Review by Publisher's Weekly Review
The final essay in this unfocused collection recounts Rekdal's search for evidence of a Chinese community that had settled in Natchez, Miss., in the early 1900s; her great-aunt was a member. At the visitor's center in Natchez, she is told there was no such community. The attendant explains, "There's just us. Just Natchez. EveryoneDblacks, white, Chinese, we're all in here together." Rekdal, the daughter of a Chinese-American mother and an American father of "Norwegian stock," is attracted to the inclusiveness implied in the Natchezian's statement, but finds it difficult to believe. Traveling through America, Taiwan, Japan, Korea and China, she continually confronts the difficulty of negotiating her biracial identity and the hard truth that she "cannot choose one identity without losing half of [her]self." A poet (her first collection, A Crash of Rhinos, is forthcoming), Rekdal writes with a sure hand, though she stretches her broad subtitle to encompass travel sketches, childhood memories and meditations on sharks and BB guns. The essays are further diffused by her technique of continuously moving between past and present (her excursion to Taiwan, for example, serves almost entirely as backdrop for thoughts of her boyfriend in America). Perhaps the difficulty of Rekdal's position prevents her from seeing what could have been her focus. When trying to explain to the Japanese family she stays with that she is half-Chinese, she is sternly rebuked with "I am sorry, but you are American": what it means to be American is the insistent, unanswerable question that dogs Rekdal wherever she goes. Agent, Leigh Feldman, Darshanoff & Verrill Literary Agency. (Oct.) (c) Copyright PWxyz, LLC. All rights reserved
(c) Copyright PWxyz, LLC. All rights reserved
Review by Library Journal Review
Born and reared in Seattle, Rekdal (poetry, Univ. of Wyoming, Laramie) is a hyphenated third-generation American of half Chinese, half Norwegian descent. In these essays, she ruminates on family history and ethnic identity. For instance, she relates that when she attempted to patch together her family's assimilation story as a child, her grandparents, mother, and aunt deliberately misinterpreted her questions or insinuated that such questions shouldn't be asked. At 20, she set out looking for answers. She visited Japan as an exchange student, taught English at a high school in Korea, and traced her great aunt's life in small-town Mississippi. When she and her mother traveled to China, they decided that now they can only be visitors. Unfortunately, there is a sameness to these essays, and potentially interesting questions never get asked, let alone answered, such as why her parents chose the name Paisley and how did she become a writer. Recommended for larger libraries and those serving Asian American communities. (Rekdal's A Crash of Rhinos, a collection of poetry, is scheduled to be published this year by the University of Georgia Press.)DPam Kingsbury, Florence, AL (c) Copyright 2010. Library Journals LLC, a wholly owned subsidiary of Media Source, Inc. No redistribution permitted.

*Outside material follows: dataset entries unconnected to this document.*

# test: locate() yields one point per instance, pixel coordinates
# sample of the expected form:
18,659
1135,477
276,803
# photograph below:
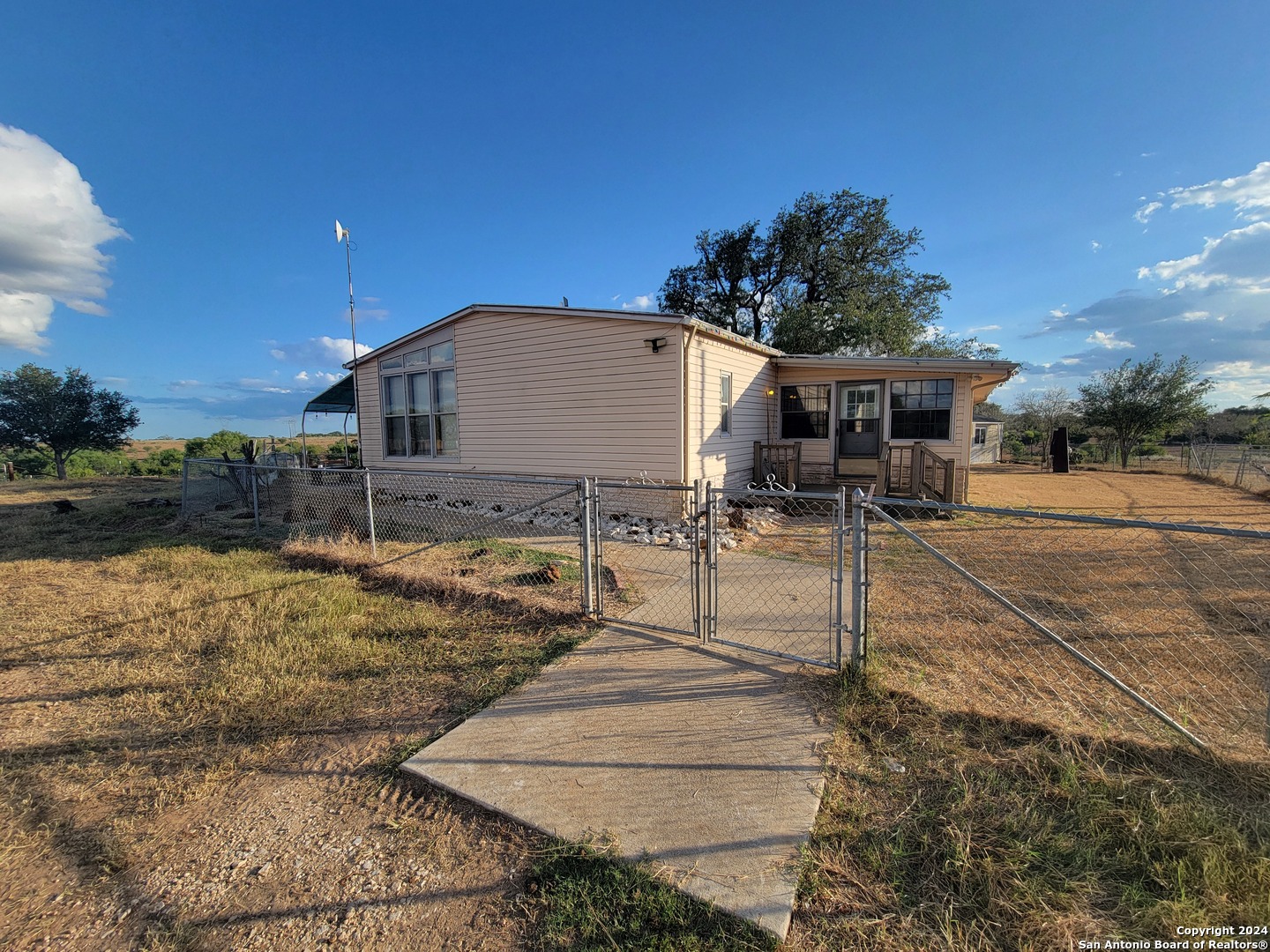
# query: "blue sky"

(c) Copyright Library Journals LLC, a wholly owned subsidiary of Media Source, Inc. No redistribution permitted.
Review by Kirkus Book Review
A series of travelogues and memoirs linked by the subjects of race and identity. In 11 pieces ranging in length from mere paragraphs to several pages, Rekdal writes with candor and poetic deftness about experiences in her distant and recent life as a woman of half-Norwegian and half-Chinese descent. In Taipei she traveled with her Chinese mother (making one half of an odd pair whose intimacy confused concierges and shopkeepers), while in Korea (where she taught English at a girls high school in a small, conservative town) her lessons evolve into arguments about gender, sexuality, and their attendant mores. Rekdal doesnt shirk from putting her inner self on the line; her intimate relationships with boyfriends and parents are subject to the same gimlet gaze as foreign places and peopleand, depending on whether her travels are within the boundaries of the US or within the bank of her childhood memories, the tone of her collection shifts from the light-hearted and ironic to the ambiguous and even tragic. (A long memoir of Rekdals sixth-grade friendship with another studenta black girl from a white foster-family whose own struggle with self and world exacts a priceedges the story into deeper waters, for example.) Her account cannot quite be considered a memoir, nor is it entirely a collection of essays. Its cumulative but delicate strength lies primarily in the authors narrative and descriptive skills (she has published poems and essays in several small journals), as well as its refusal to be anything more than anecdotal and matter-of-fact. The impish, nothing-to-it-ness of Mark Salzmans Iron and Silk (as well as Susanna Kaysens Girl, Interrupted ) comes to mind. Like its author, this is a hybridboth casual and entertaining.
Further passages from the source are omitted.